Everyone should learn how to encrypt email because there is no shortage of threats or hackers who can make ill use of sensitive data in messages. Knowing how to encrypt email will not only save one but everyone in that person's network because hackers can compromise the account and send phishing email posing as the owner. This is great information protection practice that saves people from embarrassment and from the loss of identity and money.
When talking about how to encrypt email, people need to understand that they need to be encrypting three things. This information protection process requires work on three layers. First and foremost, one needs to make sure the connection between her or his computer to the email service provider is secure. Second, they need to make sure that messages are sent and received through a secure channel. And lastly, if they use email clients like Outlook or Thunderbird, they need to encrypt the messages stored in the computer. By making sure of that these three are followed, it is then and only then that information protection is assured.
First and foremost, information protection should start at the web server. People who check their emails primarily through a browser need to be aware if their browsing is encrypted. The risk to information protection doubles if they are browsing on a non-secure window using a public network. To prevent others from stealing their email credentials, they need to make sure the connection between their computer or device and the web server is encrypted.
One sure way to tell if they are browsing on an encrypted channel is if they see a lock icon in the address bar. Another way to make sure their information protection is working is if the address starts with https:// instead of just http:. If they don't see any of these, they will need to make sure that Secure Sockets Layer and Transport Layer security encryption are activated and working. These can usually be set up in the browser settings. Going through the browser settings can do wonders for information protection.
Good information protection for email messages involves encryption between two points: the sending and receiving ends. This is because information protection can be compromised while the message is traveling to the receiver. When this happens, a hacker intercepts the message. By making sure that the sender and receiver encrypts their messages, the emails gain a measure of information protection by being unreadable to anyone not involved in the channel. They do not have the method to decrypt the message.
To encrypt messages before they are sent and received, users can use online encryption services. The only caveat to this is they are entrusting their messages to a third party. For better information protection, senders and receivers can opt to use encryption software or email client plug-ins like OpenPGP. They can also likewise install security certificates that utilize protocols like S/MIME or Secure/Multipurpose Internet Mail Extensions. Using these methods are a small price to pay for better information protection.
For people who love using email clients like Outlook or Thunderbird, they are essentially compromising their information protection if the local storage for the messages is left un-encrypted. This is so because if hackers gain access to the drive, they can just browse through the directories and find where the messages are being stored. Once they do, the user's information protection will become toast.
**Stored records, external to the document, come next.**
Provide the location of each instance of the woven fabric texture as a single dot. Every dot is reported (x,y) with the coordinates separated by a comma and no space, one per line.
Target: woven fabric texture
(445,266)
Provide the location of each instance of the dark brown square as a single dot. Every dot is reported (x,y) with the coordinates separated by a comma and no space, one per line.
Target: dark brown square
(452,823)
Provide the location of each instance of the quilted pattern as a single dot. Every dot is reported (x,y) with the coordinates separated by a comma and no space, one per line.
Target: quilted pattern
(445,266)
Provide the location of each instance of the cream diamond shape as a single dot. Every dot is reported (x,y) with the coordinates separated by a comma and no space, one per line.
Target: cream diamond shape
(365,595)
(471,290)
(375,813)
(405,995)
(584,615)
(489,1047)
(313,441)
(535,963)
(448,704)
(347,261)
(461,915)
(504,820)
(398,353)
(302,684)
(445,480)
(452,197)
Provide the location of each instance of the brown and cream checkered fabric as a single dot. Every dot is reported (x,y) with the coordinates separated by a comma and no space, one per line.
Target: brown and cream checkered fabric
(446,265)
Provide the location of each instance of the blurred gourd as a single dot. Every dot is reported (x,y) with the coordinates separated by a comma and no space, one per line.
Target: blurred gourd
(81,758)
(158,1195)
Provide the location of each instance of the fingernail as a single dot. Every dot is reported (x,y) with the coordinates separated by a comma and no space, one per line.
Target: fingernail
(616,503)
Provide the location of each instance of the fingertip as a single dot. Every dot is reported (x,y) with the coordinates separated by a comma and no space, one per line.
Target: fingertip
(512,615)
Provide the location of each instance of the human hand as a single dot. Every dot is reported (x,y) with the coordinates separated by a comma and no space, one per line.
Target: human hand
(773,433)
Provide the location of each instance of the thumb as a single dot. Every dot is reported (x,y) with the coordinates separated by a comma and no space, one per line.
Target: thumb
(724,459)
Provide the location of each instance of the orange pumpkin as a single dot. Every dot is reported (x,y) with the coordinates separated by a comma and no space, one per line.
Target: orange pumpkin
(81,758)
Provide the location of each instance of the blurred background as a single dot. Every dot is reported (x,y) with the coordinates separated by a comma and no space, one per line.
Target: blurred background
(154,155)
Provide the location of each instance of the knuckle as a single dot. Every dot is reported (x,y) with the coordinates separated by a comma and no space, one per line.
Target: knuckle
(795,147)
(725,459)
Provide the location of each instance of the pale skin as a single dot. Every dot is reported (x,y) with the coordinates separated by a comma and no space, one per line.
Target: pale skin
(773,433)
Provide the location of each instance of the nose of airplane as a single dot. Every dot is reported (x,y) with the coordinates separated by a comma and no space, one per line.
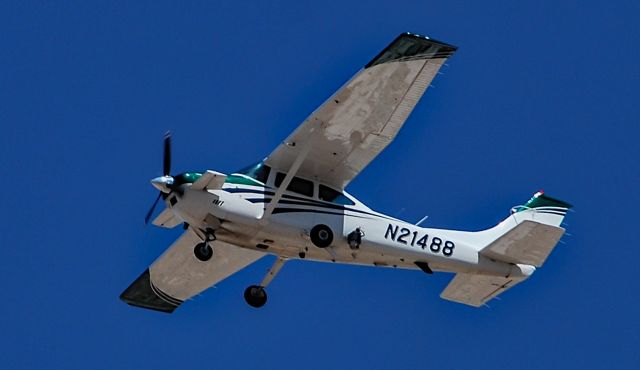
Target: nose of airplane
(163,183)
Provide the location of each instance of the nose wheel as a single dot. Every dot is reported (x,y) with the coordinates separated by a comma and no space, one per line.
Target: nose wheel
(255,295)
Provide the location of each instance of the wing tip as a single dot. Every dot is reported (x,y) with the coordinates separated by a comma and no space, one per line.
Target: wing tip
(410,45)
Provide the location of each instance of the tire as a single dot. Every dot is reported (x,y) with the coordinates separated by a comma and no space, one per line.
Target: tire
(255,296)
(321,236)
(203,252)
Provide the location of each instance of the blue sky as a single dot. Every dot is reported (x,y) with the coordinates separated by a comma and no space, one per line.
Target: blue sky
(539,95)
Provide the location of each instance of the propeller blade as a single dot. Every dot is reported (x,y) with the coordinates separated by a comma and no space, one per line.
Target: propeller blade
(166,162)
(153,207)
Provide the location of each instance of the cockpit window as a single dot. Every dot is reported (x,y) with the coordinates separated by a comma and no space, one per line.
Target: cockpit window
(297,185)
(258,171)
(186,178)
(329,195)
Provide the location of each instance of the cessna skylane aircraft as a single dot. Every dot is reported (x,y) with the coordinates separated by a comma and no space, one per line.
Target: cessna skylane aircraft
(293,204)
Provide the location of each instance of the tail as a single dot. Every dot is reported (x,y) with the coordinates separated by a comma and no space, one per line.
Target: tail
(541,213)
(525,239)
(543,209)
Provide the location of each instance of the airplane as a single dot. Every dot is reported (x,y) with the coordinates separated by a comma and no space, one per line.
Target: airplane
(293,204)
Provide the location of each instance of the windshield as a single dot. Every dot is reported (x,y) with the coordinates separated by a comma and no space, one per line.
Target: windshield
(258,171)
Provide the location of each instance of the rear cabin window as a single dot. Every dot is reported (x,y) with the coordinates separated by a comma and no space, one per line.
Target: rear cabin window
(259,171)
(329,195)
(297,185)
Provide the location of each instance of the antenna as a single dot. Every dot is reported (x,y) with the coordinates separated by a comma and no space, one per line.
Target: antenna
(422,220)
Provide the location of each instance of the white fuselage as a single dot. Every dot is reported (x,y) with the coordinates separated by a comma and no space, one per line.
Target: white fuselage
(386,241)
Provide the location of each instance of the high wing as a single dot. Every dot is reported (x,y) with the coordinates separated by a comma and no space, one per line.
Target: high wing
(178,275)
(352,127)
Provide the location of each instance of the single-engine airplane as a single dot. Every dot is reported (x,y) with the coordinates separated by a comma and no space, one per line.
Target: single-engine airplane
(293,204)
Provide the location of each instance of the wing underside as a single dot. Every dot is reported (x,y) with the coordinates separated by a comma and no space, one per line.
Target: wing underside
(353,126)
(178,275)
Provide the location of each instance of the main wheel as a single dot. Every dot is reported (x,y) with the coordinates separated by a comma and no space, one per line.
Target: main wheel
(321,236)
(255,296)
(203,252)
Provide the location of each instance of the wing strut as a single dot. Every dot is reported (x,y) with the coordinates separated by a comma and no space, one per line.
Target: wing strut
(285,183)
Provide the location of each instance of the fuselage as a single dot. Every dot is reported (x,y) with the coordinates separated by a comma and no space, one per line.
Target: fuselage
(236,212)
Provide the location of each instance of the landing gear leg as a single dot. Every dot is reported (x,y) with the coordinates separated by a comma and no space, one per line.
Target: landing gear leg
(255,295)
(203,250)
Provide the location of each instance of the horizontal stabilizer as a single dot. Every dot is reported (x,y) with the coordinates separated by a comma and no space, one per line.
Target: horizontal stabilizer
(528,243)
(476,290)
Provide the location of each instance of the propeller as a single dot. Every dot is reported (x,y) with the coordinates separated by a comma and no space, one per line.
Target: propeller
(163,183)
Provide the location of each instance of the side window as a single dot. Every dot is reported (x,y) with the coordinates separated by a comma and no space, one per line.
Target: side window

What they need to do for better information protection is to browse through the local drive, check the file directories of the email client, and find the folder where the messages are being stored. They can then, for the interest of their information protection, right-click on the folder and choose to encrypt the folder itself. This can usually be done on Windows computers by right clicking on the folder, going to Properties, clicking on Advanced, and putting a tick mark on Encrypt contents to secure data. They can also choose to encrypt all the files in the computer for better all-around information protection.
For greater information protection, users can avail of Comodo's Free Email Certificates. The free email certificates guarantee information protection by making sure the emails users send are encrypted beforehand. Since the certificates provide encryption of up to 256 bit security, security is tight.
The sender will also affix their signature on the message to show authenticity. Receivers therefore are assured that the sender is the actual person they're communicating with and not some cybercriminal. When receivers become used to the signature being present, they will become aware if a message from the sender has been faked if there is no signature involved or if the signature looks different.
Aside from providing better information protection and that it's free, Comodo's Secure Email Certificate is easy to install and works with major email clients.
And for the best information protection for messages, there's the Comodo Antispam Gateway. Aside from blocking malware and viruses sent through email, the antispam gateway also works on information protection proactively through the use of:
Reputation Network (RN)
e-mail, IP or domain-based whitelisting/blacklisting
Domain Keys Antispoofing technology
blocking of invalid email recipients and senders
These features go beyond merely the knowledge of how to encrypt email, they are add-ons that ensure information protection is above and beyond the ordinary.
By learning the ways how to encrypt email, one can ensure protection against identity theft and hacking. By actively ensuring connections between sender, receiver, and mail server, as well as local copies of messages, are covered by top-notch encryption, one doesn't just cover the bases for information protection, they are also safekeeping their own reputation. And most importantly, they are keeping their ability to create trust online.